7年目を迎えたパソナグループのインド進出

セミナー当日は大勢の方の面接を実施することになるので、企業によっては、ほかのアジア各国の現地法人から人事担当者などを呼んで面接することもあります。つまり、その企業のタイ法人のタイ人幹部やインドネシア法人のインドネシア人が、インド人応募者を面接したりするという状況です。

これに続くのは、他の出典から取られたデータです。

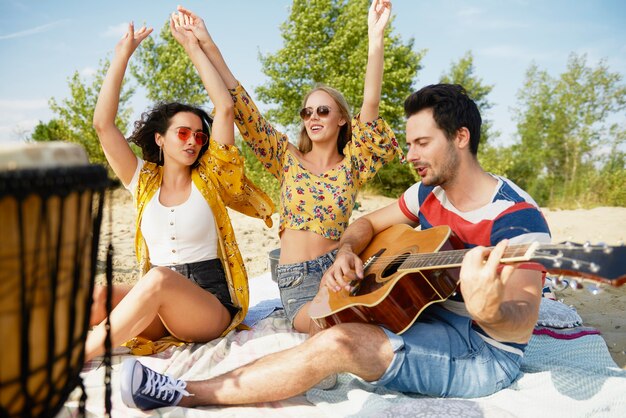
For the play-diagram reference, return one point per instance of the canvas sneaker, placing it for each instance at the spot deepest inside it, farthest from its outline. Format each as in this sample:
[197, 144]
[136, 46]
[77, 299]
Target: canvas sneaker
[327, 383]
[144, 388]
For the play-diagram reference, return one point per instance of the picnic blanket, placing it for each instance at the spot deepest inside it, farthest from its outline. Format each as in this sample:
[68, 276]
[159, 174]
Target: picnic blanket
[573, 377]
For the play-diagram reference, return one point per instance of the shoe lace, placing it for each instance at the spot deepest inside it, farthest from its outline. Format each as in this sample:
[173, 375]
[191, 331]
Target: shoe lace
[165, 387]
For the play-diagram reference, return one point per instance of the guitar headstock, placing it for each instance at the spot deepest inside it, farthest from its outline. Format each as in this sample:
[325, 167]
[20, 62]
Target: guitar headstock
[603, 263]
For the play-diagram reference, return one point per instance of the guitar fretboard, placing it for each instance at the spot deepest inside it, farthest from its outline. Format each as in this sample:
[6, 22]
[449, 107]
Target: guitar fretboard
[454, 258]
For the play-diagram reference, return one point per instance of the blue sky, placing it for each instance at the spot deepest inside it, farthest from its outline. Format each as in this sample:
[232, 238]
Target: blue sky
[43, 42]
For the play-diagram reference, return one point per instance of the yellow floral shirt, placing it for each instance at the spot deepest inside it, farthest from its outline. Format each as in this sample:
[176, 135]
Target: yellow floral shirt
[221, 180]
[318, 203]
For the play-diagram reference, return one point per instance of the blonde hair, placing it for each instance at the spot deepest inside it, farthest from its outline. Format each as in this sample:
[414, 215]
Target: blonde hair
[345, 132]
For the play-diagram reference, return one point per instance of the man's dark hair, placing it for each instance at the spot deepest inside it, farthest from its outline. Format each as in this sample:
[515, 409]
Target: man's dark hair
[452, 110]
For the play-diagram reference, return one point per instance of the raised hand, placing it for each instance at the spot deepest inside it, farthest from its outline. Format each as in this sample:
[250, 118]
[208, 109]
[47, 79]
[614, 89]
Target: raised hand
[179, 27]
[195, 24]
[131, 40]
[378, 16]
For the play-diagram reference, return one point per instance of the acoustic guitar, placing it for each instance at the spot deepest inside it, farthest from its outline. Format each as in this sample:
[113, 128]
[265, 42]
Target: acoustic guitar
[406, 270]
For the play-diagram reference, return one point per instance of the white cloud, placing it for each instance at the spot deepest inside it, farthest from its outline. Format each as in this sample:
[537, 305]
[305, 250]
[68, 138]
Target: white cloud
[116, 31]
[35, 30]
[17, 131]
[471, 12]
[514, 52]
[88, 72]
[19, 117]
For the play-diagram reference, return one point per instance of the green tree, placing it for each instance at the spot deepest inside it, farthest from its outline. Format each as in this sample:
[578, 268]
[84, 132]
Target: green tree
[54, 130]
[563, 123]
[75, 114]
[166, 72]
[325, 41]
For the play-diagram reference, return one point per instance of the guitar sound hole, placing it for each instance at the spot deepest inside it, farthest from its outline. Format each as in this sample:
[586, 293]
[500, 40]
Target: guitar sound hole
[392, 268]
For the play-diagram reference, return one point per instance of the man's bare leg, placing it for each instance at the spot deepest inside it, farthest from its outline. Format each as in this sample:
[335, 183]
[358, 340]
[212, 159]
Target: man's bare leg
[363, 350]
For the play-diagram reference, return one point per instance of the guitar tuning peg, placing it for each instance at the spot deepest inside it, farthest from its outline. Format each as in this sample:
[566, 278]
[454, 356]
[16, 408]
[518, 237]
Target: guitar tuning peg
[594, 289]
[575, 285]
[558, 283]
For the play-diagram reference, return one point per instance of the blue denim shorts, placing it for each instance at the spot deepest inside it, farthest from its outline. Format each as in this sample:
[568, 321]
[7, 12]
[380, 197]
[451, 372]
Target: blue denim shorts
[442, 355]
[299, 282]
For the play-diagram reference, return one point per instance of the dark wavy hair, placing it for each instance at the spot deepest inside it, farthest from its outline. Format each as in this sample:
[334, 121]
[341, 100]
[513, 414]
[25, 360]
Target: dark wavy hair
[158, 120]
[452, 108]
[345, 132]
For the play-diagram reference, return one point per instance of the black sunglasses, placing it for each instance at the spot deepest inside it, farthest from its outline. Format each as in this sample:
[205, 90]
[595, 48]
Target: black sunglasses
[307, 112]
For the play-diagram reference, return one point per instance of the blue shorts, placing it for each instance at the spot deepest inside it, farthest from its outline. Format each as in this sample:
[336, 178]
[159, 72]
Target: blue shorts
[299, 282]
[442, 355]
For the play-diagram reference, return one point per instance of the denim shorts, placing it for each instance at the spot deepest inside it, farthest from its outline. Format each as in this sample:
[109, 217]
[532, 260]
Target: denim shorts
[210, 276]
[442, 355]
[299, 282]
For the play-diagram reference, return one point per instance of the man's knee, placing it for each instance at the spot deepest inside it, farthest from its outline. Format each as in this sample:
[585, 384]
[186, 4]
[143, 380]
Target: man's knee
[349, 338]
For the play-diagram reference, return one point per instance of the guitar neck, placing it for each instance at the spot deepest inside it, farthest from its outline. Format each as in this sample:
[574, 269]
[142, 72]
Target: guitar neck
[451, 259]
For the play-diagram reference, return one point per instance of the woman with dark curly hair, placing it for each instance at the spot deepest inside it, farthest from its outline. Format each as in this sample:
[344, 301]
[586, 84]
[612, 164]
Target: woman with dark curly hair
[194, 285]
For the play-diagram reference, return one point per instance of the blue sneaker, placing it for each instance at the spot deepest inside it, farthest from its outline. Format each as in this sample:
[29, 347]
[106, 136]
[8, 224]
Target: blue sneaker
[144, 388]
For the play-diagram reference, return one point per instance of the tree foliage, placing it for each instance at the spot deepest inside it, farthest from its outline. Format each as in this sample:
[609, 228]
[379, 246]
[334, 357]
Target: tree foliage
[74, 115]
[565, 127]
[166, 72]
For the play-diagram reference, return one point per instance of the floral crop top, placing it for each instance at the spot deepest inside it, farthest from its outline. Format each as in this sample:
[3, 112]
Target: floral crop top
[318, 203]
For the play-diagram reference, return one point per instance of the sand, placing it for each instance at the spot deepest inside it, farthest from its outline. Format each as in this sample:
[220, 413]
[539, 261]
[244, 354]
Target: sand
[604, 311]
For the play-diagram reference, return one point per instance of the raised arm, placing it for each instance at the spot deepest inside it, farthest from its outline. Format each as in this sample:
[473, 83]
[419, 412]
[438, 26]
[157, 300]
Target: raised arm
[115, 147]
[223, 130]
[377, 19]
[196, 24]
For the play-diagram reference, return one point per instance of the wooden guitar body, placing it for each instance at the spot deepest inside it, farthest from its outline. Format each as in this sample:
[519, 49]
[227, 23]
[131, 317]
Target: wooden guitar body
[388, 295]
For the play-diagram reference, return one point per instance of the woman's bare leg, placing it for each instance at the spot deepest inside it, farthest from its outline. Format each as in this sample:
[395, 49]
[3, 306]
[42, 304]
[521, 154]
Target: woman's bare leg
[154, 331]
[187, 311]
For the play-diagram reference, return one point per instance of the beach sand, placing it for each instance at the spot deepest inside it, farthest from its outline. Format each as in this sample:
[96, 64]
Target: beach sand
[604, 311]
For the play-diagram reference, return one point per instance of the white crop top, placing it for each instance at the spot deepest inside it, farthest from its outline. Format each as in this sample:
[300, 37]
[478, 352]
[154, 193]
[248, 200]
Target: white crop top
[179, 234]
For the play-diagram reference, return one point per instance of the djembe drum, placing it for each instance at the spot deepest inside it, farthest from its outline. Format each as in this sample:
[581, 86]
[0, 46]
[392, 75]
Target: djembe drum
[50, 213]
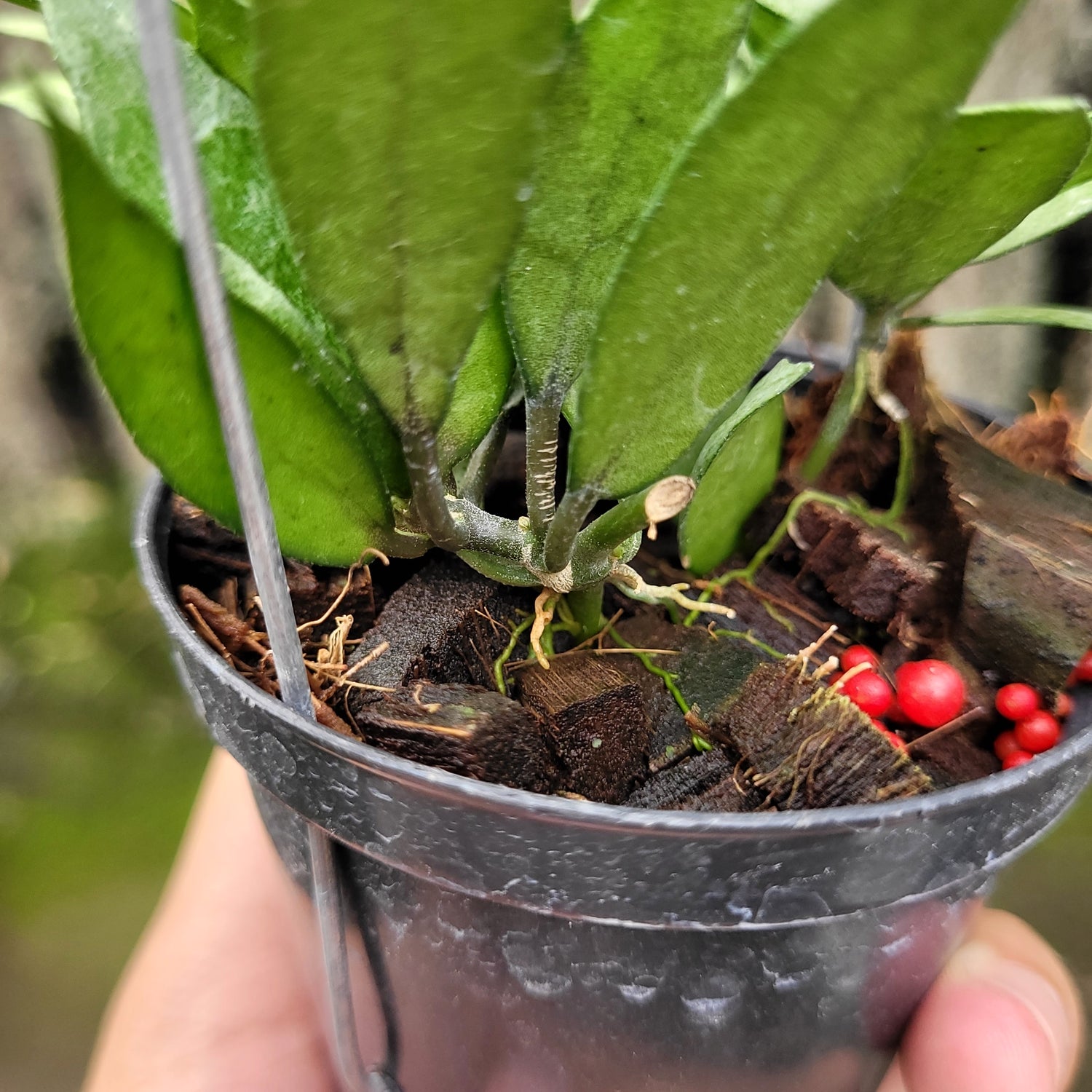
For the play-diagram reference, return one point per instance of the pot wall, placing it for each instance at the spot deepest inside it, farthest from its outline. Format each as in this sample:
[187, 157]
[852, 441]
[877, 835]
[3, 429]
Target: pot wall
[570, 947]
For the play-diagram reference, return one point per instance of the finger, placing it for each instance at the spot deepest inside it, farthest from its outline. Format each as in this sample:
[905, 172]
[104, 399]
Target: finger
[1005, 1015]
[216, 996]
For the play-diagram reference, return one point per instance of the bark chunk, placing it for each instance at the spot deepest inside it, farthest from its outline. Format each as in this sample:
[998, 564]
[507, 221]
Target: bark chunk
[596, 722]
[806, 746]
[463, 729]
[1026, 603]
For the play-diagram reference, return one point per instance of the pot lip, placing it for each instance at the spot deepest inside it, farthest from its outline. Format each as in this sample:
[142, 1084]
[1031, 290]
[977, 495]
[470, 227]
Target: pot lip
[494, 797]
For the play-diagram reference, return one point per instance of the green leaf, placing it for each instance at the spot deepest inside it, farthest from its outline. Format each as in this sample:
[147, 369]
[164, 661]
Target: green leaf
[28, 25]
[735, 484]
[1072, 205]
[1070, 318]
[400, 135]
[779, 379]
[133, 303]
[985, 173]
[795, 11]
[223, 32]
[44, 94]
[480, 390]
[98, 48]
[757, 215]
[639, 79]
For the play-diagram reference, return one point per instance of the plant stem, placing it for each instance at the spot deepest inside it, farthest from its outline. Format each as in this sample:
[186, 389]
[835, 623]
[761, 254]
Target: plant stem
[498, 664]
[482, 462]
[748, 574]
[906, 478]
[615, 526]
[869, 333]
[565, 526]
[544, 416]
[430, 499]
[653, 670]
[587, 607]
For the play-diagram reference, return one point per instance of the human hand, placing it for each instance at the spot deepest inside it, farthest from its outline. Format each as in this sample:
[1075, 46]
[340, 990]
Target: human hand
[215, 1000]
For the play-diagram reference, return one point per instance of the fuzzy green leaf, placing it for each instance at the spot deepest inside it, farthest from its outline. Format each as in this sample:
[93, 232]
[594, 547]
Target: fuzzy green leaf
[400, 135]
[734, 485]
[329, 502]
[1069, 318]
[1072, 205]
[223, 34]
[98, 50]
[986, 172]
[640, 76]
[20, 24]
[480, 390]
[771, 386]
[757, 215]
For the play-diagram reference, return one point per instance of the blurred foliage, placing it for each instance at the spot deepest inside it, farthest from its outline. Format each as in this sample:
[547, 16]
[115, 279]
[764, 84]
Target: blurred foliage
[100, 759]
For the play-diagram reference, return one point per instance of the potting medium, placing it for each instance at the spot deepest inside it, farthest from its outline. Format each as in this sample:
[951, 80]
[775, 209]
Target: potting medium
[537, 943]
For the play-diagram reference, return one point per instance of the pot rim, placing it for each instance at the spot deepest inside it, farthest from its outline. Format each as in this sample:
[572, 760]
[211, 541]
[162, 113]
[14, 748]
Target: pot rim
[489, 796]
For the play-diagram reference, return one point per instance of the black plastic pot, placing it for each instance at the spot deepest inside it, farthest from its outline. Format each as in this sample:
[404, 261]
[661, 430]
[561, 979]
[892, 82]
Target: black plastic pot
[537, 943]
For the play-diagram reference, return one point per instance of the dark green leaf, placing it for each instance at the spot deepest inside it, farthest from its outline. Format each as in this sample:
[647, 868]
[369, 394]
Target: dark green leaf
[400, 135]
[734, 485]
[986, 172]
[223, 28]
[757, 215]
[771, 386]
[137, 316]
[1070, 318]
[480, 390]
[1072, 205]
[96, 47]
[637, 82]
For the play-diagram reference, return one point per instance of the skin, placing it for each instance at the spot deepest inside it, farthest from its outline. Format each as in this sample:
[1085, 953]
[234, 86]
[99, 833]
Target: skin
[215, 1000]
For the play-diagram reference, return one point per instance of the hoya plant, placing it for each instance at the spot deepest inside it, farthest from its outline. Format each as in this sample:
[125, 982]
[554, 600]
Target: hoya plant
[430, 215]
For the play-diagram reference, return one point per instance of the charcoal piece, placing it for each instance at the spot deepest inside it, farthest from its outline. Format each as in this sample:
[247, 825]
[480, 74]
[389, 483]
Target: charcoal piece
[670, 740]
[1026, 596]
[701, 783]
[463, 729]
[447, 624]
[805, 746]
[596, 723]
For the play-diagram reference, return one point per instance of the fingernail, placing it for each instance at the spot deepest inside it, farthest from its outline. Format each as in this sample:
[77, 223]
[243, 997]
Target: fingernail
[982, 963]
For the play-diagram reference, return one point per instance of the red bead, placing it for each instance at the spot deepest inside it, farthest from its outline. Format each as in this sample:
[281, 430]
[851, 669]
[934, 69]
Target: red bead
[869, 692]
[858, 654]
[1037, 733]
[1083, 673]
[1006, 745]
[1017, 758]
[930, 692]
[1016, 701]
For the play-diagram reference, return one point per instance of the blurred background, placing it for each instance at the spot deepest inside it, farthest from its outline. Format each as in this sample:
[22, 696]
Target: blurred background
[100, 751]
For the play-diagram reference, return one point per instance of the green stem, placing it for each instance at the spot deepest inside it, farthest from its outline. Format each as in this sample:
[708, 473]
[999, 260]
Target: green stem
[615, 526]
[748, 574]
[543, 424]
[565, 526]
[587, 607]
[482, 462]
[498, 664]
[849, 399]
[646, 663]
[906, 478]
[430, 498]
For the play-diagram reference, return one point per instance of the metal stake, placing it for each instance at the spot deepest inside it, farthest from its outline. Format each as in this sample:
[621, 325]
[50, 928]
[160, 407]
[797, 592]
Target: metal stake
[190, 211]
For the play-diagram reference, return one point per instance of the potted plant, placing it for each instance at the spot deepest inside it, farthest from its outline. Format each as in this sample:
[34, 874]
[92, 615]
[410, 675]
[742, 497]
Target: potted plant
[432, 218]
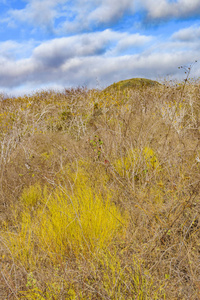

広い会場で、アジア各国の人事担当者が日本企業の面接をするという、なかなか面白い光景になります。こうした取り組みで、以前とは比較にならないスピードで、組織を立ち上げることができるようになりました。

漠然とした不安を抱く日本企業

――人材採用の課題は?

応募者は、そもそも「どの会社が日本の会社か」をよく知りません。「日系企業」「日系企業の良さ」を伝えることが大事だと思っています。

――確かに、キャノン、オリンパス、ニコンなどデジカメ売り場に並んでいるのは、日本企業の製品ですが、その事実を知っている人がどれだけいるか疑問です。

日本企業を紹介すると、その多さに皆さん驚くんです。もったいないですね。

――今後の抱負は?

日系企業の担当者の方に「インド人の採用は難しいですか?」とよく聞かれます。さまざまな情報を基に漠然とした不安を抱かれるようです。このような不安を払拭できるよう、働く人および企業、双方への正しい情報発信によって、企業の採用を支援したり、雇用のミスマッチを解消していきたいです。